⬅   Back to Projects

NBA Player Stat Forecasting

Python Bayesian ModelingAnalytics

Problem

Directly predicting player box-score statistics suffers from high variance due to fluctuations in playing time. A player scoring 8 points in 12 minutes is fundamentally different from scoring 8 points in 36 minutes, but naive models treat them similarly.

This project addresses that issue by modeling availability and production separately.

Modeling Approach

The system uses a two-stage pipeline:

  1. Minutes Model Predicts expected minutes played based on recent usage, opponent context, and game conditions.

  2. Production Model Predicts per-minute rates (points, rebounds, assists), conditioned on the predicted minutes.
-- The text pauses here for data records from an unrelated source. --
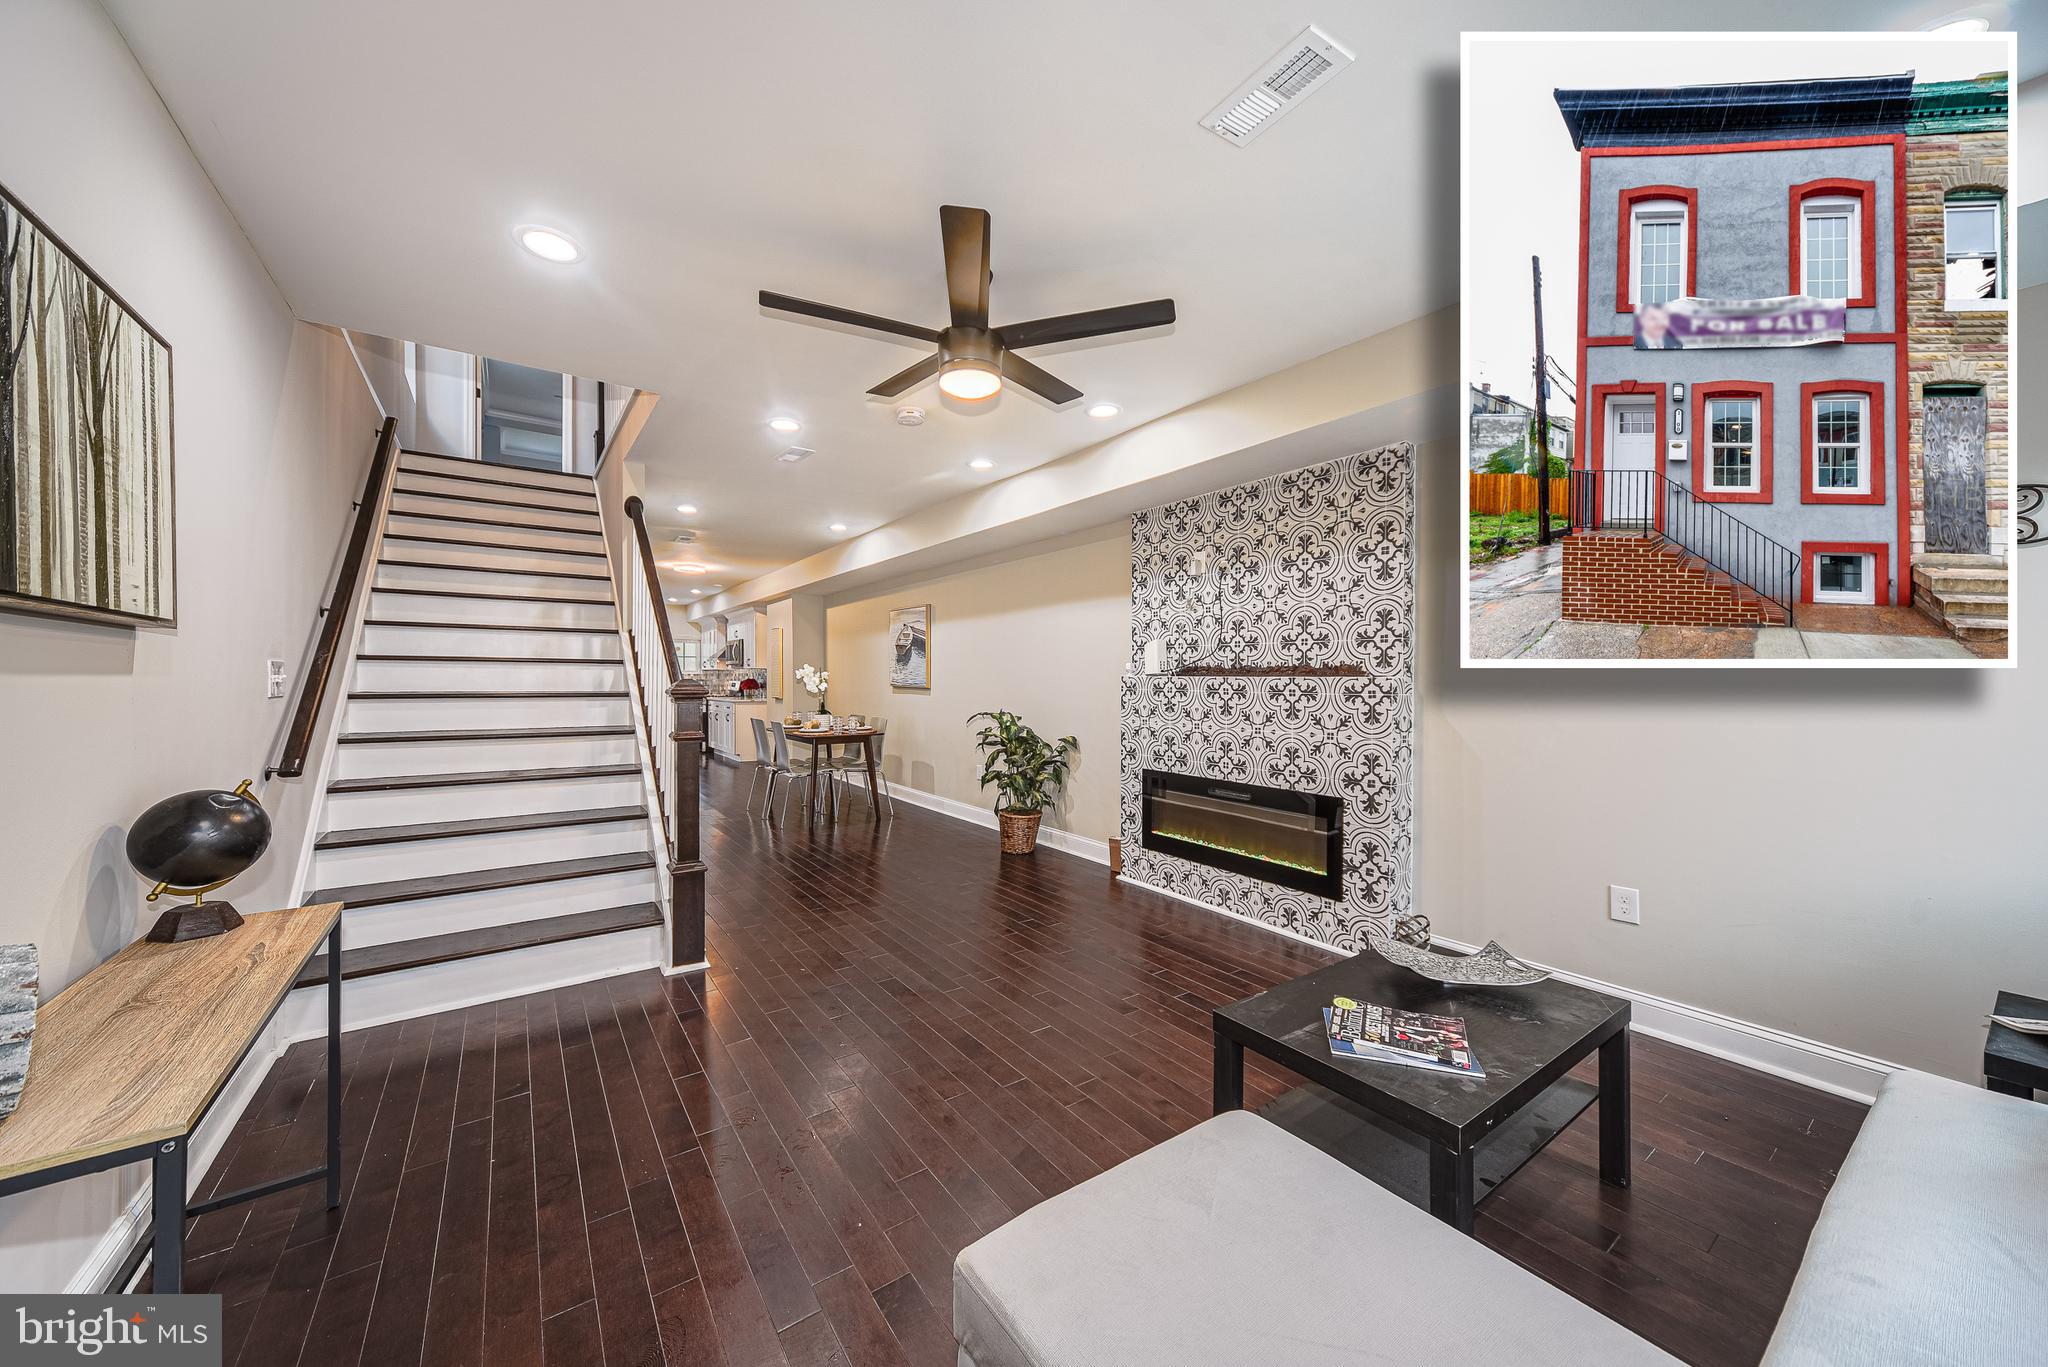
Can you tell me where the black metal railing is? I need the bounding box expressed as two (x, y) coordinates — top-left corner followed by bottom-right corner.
(1567, 468), (1800, 626)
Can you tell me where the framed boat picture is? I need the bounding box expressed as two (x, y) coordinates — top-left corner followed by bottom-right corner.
(889, 604), (929, 689)
(1, 180), (175, 627)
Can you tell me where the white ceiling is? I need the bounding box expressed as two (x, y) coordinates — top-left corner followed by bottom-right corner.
(104, 0), (2041, 593)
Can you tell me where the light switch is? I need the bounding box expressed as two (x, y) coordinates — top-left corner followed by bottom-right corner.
(265, 659), (288, 699)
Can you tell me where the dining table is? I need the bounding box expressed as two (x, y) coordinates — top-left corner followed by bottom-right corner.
(781, 723), (884, 820)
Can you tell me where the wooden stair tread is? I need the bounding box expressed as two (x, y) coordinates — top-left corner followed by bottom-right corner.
(393, 483), (600, 514)
(371, 585), (614, 607)
(398, 450), (593, 491)
(316, 805), (648, 849)
(361, 618), (618, 633)
(308, 850), (656, 908)
(380, 531), (608, 559)
(353, 654), (626, 665)
(338, 725), (635, 744)
(327, 763), (640, 793)
(378, 557), (610, 583)
(291, 903), (661, 990)
(349, 689), (629, 699)
(388, 509), (604, 538)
The final forecast is produced by combining both stages into a single probabilistic output.

Statistical Methods

  • Bayesian hierarchical regression with partial pooling
  • Player-level and opponent-level effects
  • Weakly informative priors to stabilize estimates under sparse data

Partial pooling allows the model to “borrow” data across similar contexts while still learning player-specific behavior.

Evaluation

To avoid data leakage, all models were evaluated using a walk-forward backtesting framework: Essentially that means that we do not test the model on data from a timeframe that it was trained on, and only evaluate it on future events.

Results & Insights

I am still working on this project so there will be more to report here in the future.